Defendants argue that "the Warden was the only person at HDSP with the authority to adjust or terminate a modified program." (Dkt. No. 79 at 9.) Defendants provided the declaration of C. Polan, Personnel Manager at HDSP, who confirmed that Blankenship stopped working at HDSP in 2002. (Dkt. No. 79-2 at 1.) Wright and Foulk were not assigned as captains at HDSP until 2006. (Dkt. No. 79-2 at 2.) Norgaard and Vanderville were never assigned as Facility Captains at HDSP. (Dkt. No. 79-2 at 2.) Thus, none of these proposed defendants were facility captains at HDSP during the 2004 and 2005 lockdowns at issue here.
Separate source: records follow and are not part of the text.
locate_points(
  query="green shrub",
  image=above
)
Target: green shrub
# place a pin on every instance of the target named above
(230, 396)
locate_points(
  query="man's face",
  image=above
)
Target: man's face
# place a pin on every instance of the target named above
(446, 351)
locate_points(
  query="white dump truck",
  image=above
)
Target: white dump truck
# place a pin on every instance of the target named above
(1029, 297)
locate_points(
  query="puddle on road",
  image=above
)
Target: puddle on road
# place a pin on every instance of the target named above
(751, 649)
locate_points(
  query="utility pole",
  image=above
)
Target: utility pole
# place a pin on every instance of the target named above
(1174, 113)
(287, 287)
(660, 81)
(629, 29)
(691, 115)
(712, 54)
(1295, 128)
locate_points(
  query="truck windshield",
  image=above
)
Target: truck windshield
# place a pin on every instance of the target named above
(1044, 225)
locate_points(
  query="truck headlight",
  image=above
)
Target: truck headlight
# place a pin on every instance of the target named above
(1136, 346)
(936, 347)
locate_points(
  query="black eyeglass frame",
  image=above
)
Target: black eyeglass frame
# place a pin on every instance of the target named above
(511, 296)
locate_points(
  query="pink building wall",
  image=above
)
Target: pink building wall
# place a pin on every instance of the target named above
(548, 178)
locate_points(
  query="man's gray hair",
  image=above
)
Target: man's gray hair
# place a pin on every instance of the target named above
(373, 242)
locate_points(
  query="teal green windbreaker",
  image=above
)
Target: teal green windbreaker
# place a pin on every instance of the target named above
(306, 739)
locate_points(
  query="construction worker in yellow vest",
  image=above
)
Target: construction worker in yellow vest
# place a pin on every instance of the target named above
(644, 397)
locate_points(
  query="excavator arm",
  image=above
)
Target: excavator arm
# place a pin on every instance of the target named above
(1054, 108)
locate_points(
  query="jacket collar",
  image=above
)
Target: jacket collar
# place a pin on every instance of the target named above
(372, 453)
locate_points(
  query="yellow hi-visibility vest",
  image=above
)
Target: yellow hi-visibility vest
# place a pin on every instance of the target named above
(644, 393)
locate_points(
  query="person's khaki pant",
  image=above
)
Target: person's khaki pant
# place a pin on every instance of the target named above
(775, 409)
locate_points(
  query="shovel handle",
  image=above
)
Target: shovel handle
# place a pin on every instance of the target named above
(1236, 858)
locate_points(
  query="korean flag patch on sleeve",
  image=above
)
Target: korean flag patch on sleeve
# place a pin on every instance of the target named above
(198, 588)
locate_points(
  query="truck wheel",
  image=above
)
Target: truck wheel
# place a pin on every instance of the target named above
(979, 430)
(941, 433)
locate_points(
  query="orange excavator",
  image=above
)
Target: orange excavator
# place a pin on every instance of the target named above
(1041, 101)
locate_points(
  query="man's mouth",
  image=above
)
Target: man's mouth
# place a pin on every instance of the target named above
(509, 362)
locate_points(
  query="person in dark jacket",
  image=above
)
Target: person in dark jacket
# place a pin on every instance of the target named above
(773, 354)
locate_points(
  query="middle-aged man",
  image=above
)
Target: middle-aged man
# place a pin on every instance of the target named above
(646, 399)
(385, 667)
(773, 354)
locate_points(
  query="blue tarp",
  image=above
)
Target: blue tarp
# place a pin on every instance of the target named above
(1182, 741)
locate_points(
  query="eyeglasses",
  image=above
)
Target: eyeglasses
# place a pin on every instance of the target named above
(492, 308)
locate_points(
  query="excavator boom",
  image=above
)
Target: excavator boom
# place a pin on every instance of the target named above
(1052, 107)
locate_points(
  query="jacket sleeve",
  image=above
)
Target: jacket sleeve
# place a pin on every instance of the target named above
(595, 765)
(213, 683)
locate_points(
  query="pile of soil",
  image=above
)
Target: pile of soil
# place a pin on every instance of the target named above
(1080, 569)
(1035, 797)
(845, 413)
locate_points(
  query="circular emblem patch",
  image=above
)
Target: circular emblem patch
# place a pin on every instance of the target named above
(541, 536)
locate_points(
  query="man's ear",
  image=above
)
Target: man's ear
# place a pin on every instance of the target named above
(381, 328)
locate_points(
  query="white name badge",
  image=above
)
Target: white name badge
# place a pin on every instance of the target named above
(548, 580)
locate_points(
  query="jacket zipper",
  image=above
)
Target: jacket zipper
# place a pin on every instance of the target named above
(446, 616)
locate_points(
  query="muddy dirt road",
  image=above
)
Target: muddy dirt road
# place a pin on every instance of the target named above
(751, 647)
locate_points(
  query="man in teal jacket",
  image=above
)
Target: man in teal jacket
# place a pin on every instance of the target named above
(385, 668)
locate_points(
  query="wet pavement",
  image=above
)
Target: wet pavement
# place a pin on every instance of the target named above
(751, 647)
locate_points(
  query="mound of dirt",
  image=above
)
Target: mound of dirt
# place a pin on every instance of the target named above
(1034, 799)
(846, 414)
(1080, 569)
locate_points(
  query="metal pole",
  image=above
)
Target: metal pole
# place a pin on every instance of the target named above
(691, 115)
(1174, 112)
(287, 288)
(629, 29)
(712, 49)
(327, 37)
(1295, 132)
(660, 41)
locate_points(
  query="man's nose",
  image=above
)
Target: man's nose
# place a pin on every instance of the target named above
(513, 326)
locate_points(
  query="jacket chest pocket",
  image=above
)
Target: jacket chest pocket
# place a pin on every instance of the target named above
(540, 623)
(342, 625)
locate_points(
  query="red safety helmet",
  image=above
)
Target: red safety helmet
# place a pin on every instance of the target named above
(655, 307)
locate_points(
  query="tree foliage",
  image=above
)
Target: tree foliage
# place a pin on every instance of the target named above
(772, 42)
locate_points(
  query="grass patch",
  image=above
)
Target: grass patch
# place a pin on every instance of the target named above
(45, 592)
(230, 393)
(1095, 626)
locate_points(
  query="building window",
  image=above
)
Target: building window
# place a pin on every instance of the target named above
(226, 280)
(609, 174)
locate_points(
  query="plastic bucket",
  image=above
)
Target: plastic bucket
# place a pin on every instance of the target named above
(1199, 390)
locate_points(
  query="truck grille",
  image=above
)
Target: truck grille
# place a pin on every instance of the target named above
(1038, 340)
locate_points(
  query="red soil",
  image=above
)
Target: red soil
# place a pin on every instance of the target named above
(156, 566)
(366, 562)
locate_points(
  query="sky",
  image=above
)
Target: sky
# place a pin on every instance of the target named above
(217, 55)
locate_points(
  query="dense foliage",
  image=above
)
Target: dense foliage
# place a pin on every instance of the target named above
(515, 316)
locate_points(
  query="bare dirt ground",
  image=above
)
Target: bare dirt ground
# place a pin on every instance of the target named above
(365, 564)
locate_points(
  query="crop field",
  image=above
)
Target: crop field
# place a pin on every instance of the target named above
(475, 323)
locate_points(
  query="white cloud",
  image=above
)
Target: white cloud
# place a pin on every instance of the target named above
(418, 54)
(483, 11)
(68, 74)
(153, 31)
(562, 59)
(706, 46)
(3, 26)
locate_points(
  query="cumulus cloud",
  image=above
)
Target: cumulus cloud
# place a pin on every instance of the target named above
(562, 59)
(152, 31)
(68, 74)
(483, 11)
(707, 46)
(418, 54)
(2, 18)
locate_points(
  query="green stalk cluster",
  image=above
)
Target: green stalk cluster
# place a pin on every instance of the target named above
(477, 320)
However, defendants concede that plaintiff attempted to discover the identity of Facility C and D Captains, but argue that plaintiff failed to timely file a motion to compel a further response. Neither party provided a copy of defendants' response to the discovery request, but plaintiff is clearly entitled to discover this information. Moreover, plaintiff is correct that he has encountered difficulties in obtaining discovery; indeed, defendants are still providing plaintiff with discovery despite the passing of the discovery deadline. (Dkt. Nos. 86; 87.) Although plaintiff did not include any Doe defendants in his amended complaint (dkt. no. 25), plaintiff did include Doe defendants in the original complaint. (Dkt. No. 1.) Had defendants timely provided the identity of the pertinent facility captains during discovery, plaintiff may have included them in the previous amended complaint.

In light of the above, plaintiff's motion to amend to add alleged facility captains Wright, Blankenship, Foulk, Norgaard and Vanderville is denied. However, defendants are directed to provide plaintiff with the names of the Facility C and Facility D captains at HDSP during the 2004 and 2005 lockdowns at issue here, who provided the Warden or Associate Warden with information as to whether the lockdowns should be implemented, terminated, or modified. Once this information is provided, plaintiff may renew his motion to amend to name the appropriate facility captains. Plaintiff is cautioned, however, that he is not granted leave to add new claims or other defendants. Indeed, plaintiff could simply add a few paragraphs to the amended complaint (dkt. no. 25) addressing the specific roles of the newly-added facility captains. Plaintiff may only include those facility captains who played a role in the HDSP lockdowns at issue here.

II. Conclusion

In light of the above, plaintiff's motion to amend is denied without prejudice. Once plaintiff's renewed motion to amend is resolved, the court will revisit the issue of scheduling.

In accordance with the above, IT IS HEREBY ORDERED that: 1. Plaintiff's October 5, 2011 request to withdraw his motion to amend, which this court determined was incomplete, (dkt. no. 87), is denied; 2. The July 8, 2011 request for judicial notice (dkt. no. 80) filed by defendants is granted; 3. Plaintiff's June 20, 2011 motion to amend (dkt. no. 77) is denied without prejudice; 4. Within twenty-one days from the date of this order, defendants shall provide plaintiff with the names of those Facility C and Facility D Captains at HDSP in 2004 and 2005 as set forth above; and 5. Twenty-one days after defendants provide plaintiff with facility captain names, plaintiff may renew his motion to amend, accompanied by a proposed amended complaint, entitled "Third Amended Complaint." If plaintiff decides not to seek further amendment, this action will proceed on plaintiff's amended complaint. (Dkt. No. 25.)